Text Embeddings Inference
Text Embeddings Inference (TEI) is a toolkit for deploying and serving open source text embeddings and sequence classification models. TEI enables high-performance extraction for the most popular models, including FlagEmbedding, Ember, GTE and E5.
To use it within langchain, first install huggingface-hub
.
!pip install huggingface-hub -q
Then expose an embedding model using TEI. For instance, using Docker,
you can serve BAAI/bge-large-en-v1.5
as follows:
model=BAAI/bge-large-en-v1.5
revision=refs/pr/5
volume=$PWD/data # share a volume with the Docker container to avoid downloading weights every run
docker run --gpus all -p 8080:80 -v $volume:/data --pull always ghcr.io/huggingface/text-embeddings-inference:0.6 --model-id $model --revision $revision
Finally, instantiate the client and embed your texts.

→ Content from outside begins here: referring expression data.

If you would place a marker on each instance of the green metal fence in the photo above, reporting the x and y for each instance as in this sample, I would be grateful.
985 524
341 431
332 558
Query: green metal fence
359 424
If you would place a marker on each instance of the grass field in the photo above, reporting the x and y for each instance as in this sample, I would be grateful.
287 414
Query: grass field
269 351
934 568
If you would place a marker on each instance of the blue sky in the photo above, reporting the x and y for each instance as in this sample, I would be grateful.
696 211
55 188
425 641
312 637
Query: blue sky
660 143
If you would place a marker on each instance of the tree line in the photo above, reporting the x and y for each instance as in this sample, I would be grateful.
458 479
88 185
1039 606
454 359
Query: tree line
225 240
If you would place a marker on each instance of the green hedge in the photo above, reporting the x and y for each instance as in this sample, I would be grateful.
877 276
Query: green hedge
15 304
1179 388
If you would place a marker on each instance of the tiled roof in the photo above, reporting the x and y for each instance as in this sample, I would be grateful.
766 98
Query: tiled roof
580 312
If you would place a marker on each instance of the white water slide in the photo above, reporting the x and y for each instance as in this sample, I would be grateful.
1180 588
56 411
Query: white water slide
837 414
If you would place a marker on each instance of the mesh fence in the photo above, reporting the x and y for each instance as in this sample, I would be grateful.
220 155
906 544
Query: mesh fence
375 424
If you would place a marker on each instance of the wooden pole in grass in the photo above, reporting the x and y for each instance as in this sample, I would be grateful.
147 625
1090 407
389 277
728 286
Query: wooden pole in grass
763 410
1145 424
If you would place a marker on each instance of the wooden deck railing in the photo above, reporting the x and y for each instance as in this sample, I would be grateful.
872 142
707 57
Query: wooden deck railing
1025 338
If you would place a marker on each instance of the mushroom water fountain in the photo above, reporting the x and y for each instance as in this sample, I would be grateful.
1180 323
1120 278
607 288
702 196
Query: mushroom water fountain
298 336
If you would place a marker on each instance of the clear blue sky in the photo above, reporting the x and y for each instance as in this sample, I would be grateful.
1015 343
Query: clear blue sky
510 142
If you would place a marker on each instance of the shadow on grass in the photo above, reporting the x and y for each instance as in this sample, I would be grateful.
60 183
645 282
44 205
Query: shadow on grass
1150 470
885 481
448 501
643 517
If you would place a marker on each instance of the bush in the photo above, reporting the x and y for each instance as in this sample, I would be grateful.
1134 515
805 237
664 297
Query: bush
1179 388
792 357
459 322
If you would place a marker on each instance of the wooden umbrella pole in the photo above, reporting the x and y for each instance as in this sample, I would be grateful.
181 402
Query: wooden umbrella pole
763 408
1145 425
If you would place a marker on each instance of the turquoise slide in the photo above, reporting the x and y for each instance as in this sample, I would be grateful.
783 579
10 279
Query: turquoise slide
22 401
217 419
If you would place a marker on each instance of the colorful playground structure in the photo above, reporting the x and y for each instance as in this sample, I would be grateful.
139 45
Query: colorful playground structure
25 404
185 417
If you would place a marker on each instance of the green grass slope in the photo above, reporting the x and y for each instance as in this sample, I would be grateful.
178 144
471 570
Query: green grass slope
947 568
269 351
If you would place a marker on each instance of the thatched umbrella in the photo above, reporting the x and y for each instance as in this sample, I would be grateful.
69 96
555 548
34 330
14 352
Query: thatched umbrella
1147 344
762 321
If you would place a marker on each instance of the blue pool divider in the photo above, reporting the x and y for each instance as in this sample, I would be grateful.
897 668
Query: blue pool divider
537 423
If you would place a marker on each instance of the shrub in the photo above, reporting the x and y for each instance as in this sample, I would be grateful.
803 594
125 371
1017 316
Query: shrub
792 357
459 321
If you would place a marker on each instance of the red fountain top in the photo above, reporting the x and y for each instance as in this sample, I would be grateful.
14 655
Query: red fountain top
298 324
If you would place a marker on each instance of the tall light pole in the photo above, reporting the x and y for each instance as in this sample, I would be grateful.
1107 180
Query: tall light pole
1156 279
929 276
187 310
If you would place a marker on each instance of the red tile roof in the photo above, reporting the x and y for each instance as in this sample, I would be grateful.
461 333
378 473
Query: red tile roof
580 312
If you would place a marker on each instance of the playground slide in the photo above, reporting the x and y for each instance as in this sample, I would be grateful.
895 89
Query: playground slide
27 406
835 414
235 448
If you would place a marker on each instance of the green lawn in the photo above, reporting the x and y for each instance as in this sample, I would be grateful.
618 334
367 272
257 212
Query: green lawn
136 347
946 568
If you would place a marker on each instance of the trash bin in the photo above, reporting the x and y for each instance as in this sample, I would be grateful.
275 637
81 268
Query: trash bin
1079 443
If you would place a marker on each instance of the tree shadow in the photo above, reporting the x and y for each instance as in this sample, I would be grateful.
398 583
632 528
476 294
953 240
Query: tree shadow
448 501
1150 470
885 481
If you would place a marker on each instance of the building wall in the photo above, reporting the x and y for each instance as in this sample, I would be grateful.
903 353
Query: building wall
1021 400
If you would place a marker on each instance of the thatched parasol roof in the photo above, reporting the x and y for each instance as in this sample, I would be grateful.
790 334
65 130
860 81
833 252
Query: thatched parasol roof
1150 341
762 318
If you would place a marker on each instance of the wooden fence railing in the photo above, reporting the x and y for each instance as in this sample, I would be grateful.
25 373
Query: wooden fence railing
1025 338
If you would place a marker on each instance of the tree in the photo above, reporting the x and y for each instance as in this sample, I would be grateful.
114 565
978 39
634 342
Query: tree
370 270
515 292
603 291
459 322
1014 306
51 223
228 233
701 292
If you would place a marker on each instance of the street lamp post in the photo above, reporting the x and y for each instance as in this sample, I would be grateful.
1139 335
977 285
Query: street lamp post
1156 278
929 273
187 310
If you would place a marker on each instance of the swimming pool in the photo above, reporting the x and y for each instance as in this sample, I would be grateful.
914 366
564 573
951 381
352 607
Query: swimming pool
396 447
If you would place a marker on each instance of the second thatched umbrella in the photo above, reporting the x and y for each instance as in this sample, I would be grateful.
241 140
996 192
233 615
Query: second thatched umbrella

from langchain.embeddings import HuggingFaceHubEmbeddings
from getpass import getpass
huggingfacehub_api_token = getpass("Enter your HF API Key:\n\n")
Enter your HF API Key:
········
embeddings = HuggingFaceHubEmbeddings(
model="http://localhost:8080", huggingfacehub_api_token=huggingfacehub_api_token
)
text = "What is deep learning?"
query_result = embeddings.embed_query(text)
query_result[:3]
[0.018113142, 0.00302585, -0.049911194]
doc_result = embeddings.embed_documents([text])